Databases Optimization

Optimizing Django ORM / Postgres queries using left join

For the latest project I’m working on, we’re using Django with Postgres. I was writing some code that had to find a list of objects that weren’t processed yet. The way they were stored in the DB is like so:

class SomeObject(models.Model):
    #some data
class ProcessedObjectData(models.Model):
    some_object = models.ForeignKey(SomeObject, db_index = True)
    #some more data

In this schema, SomeObject is the original object, and a ProcessedObjectData row is created as the result of the processing. You might argue that the two tables should be merged together to form a single table, but that is not right in our case: first, SomeObject “has standing on its own”. Second, we are interested in having more than one ProcessedObjectData per one SomeObject.

Given this situation, I was interested in finding all the SomeObject’s that don’t have a certain type of ProcessedObjectData. A relatively easy way to express it (in Python + Django ORM) would be:

SomeObject.objects.exclude(id__in = ProcessedObjectData.objects.filter(...some_filter...).values('some_object_id'))

Unfortunately, while this is reasonable enough for a few thousand rows (takes a few seconds), when you go above 10k and certainly for 100k objects, this starts running slowly. This is an example of a rule of mine:

Code is either fast or slow. Code that is “in the middle” is actually slow for a large enough data-set.

This might not be 100% true, but it usually is and in this case – very much so.

So, how to optimize that? First, you need to make sure that you’re optimizing the right thing. After a few calls to the profiler I was certain that it was this specific query that was taking all of the time. The next step was to write some hand-crafted SQL to solve that, using:

SomeObject.objects.raw(...Insert SQL here...)

As it turns out, it was suggested to me by Adi to use left-join. After reading about it a little bit and playing around with it, I came up with a solution: do a left join in an inner select, and use the outer select to filter only the rows with NULL – indicating a missing ProcessedObjectData element. Here is a code example of how this could look:

    SELECT AS id, AS other_id FROM
    ( = processed_object_data.some_object_id) AND
    (...some FILTER ON processed_object_data...)
) AS inner_select 
inner_select.other_id IS NULL

That worked decently enough (a few seconds for 100k’s of rows), and I was satisfied. Now to handling the actual processing, and not the logistics required to operate it.

Javascript Optimization

Javascript Optimization Tricks

Profiling, Profiling, Profiling

This seems obvious, but still merits a mention. Don’t optimize your code before profiling it. If you need a profiler, just use firebug’s. Having tests to make sure that your post-profiling code is equivalent to the original is also nice.

Later is better than now

As is well known, it is usually useful to have some of the page content to be fetched in the original http get, but have non-essential content fetched using ajax after page-load.

In some cases, user interaction with your website does not require fetching new content, but doing some processing.
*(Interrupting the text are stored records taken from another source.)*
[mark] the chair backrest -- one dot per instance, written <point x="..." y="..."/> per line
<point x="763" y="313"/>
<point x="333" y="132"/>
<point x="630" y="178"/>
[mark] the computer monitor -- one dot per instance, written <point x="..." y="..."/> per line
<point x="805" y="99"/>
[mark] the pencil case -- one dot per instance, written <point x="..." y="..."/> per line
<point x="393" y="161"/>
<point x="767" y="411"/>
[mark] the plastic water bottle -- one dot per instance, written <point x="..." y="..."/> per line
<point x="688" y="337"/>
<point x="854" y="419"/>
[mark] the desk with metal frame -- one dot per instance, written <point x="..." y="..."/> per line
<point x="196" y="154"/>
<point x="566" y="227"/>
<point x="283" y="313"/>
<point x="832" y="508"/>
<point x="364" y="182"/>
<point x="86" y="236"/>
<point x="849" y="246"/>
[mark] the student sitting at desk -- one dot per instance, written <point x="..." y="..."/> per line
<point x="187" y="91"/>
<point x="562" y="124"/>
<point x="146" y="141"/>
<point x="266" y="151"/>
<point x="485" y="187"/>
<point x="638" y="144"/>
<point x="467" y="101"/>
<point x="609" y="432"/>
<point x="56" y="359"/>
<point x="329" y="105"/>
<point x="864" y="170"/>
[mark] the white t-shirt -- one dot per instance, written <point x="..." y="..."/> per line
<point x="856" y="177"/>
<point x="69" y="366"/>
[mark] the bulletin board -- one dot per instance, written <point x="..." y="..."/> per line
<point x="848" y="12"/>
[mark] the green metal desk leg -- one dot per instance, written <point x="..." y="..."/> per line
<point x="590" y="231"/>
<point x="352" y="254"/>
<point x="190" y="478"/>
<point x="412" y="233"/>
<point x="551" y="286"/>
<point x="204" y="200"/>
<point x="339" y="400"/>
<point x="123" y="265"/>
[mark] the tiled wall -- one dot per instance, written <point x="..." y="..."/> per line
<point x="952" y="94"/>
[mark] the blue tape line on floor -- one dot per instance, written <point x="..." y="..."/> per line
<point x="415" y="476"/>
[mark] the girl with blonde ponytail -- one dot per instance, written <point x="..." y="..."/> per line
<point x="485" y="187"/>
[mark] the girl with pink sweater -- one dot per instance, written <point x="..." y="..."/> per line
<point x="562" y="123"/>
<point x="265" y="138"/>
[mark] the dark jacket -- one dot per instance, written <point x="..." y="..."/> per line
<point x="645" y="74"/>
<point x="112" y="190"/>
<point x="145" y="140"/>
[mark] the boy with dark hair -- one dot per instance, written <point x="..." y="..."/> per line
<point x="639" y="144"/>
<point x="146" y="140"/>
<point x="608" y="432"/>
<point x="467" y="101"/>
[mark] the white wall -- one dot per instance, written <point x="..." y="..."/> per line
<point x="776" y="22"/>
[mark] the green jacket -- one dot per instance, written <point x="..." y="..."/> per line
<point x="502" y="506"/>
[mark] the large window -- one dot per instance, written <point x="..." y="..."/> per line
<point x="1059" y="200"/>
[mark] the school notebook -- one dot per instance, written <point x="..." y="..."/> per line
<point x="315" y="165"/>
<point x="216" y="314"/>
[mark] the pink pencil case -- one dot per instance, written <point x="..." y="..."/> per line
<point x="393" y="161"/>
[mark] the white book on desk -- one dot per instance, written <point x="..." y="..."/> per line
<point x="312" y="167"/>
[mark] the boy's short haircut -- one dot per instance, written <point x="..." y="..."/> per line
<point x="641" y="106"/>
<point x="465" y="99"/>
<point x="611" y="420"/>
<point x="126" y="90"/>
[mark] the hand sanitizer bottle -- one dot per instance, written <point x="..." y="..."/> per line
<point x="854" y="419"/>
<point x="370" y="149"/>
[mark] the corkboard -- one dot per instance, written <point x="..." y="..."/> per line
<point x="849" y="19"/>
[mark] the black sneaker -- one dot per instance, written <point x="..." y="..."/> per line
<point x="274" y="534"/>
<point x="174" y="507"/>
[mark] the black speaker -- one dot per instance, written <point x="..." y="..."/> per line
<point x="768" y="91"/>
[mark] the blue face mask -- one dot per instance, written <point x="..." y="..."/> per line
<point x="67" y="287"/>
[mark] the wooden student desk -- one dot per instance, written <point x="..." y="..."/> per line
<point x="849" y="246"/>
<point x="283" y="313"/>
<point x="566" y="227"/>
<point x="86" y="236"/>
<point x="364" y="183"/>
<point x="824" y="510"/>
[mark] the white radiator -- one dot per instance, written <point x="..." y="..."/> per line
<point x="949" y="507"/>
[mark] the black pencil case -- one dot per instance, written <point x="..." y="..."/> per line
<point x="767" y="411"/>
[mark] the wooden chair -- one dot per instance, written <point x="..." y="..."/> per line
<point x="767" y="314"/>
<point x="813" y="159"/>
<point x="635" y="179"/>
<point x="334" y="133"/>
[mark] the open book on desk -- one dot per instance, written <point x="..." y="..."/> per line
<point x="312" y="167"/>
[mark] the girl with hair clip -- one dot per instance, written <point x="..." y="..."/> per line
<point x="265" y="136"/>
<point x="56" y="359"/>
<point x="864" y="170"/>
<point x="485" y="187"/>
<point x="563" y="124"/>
Generating html is especially slow. In that case, the user will have to wait until the processing is done. Unless of course, you can also ‘postpone it for later’: simply use setTimeout to do the work outside of the even handler.
For example, I used Bill Chadwick’s ArrowLine, which redraws on zoom-in/out. Since the redraw isn’t quick, this makes zooming in pretty slow, especially when quickly zooming more than once.
My solution: since what takes time is drawing the arrows themselves, I put arrow drawing code in a timeout callback, which means the interface doesn’t get unresponsive.

(Of course, this might misbehave, and I had to make sure my code still works if multiple timeouts are enqueued, etc..)

A single div is all you need!

I had to write a dropdown widget for UI, one which could show arbitrary html inside the dropdown box. Problem is, I had to to have a lot of similar dropdowns. This in itself is pretty easy, as we all know how to use a for-loop.
It gets complicated when you find out that adding these dropdowns takes a lot of time. What’s worse, the part that takes time is adding the div that gets displayed when you show it, but is otherwise hidden.

To solve this, first you may apply “Later is better than now”, and create each dropdown only when it’s needed. This will work. In some cases, a different approach is warranted: all of these dropdowns share the same design of the ‘dropdown div’, and only one of these divs will be shown at any time (I had to write code to make sure of it). So, instead of making a new drop-down div for each dropdown, create just one, and let them share it. This might complicate your code, but the rewards may be great.

To make it work, you may use an object factory, or a function that creates widget classes, or any other pattern that works for you.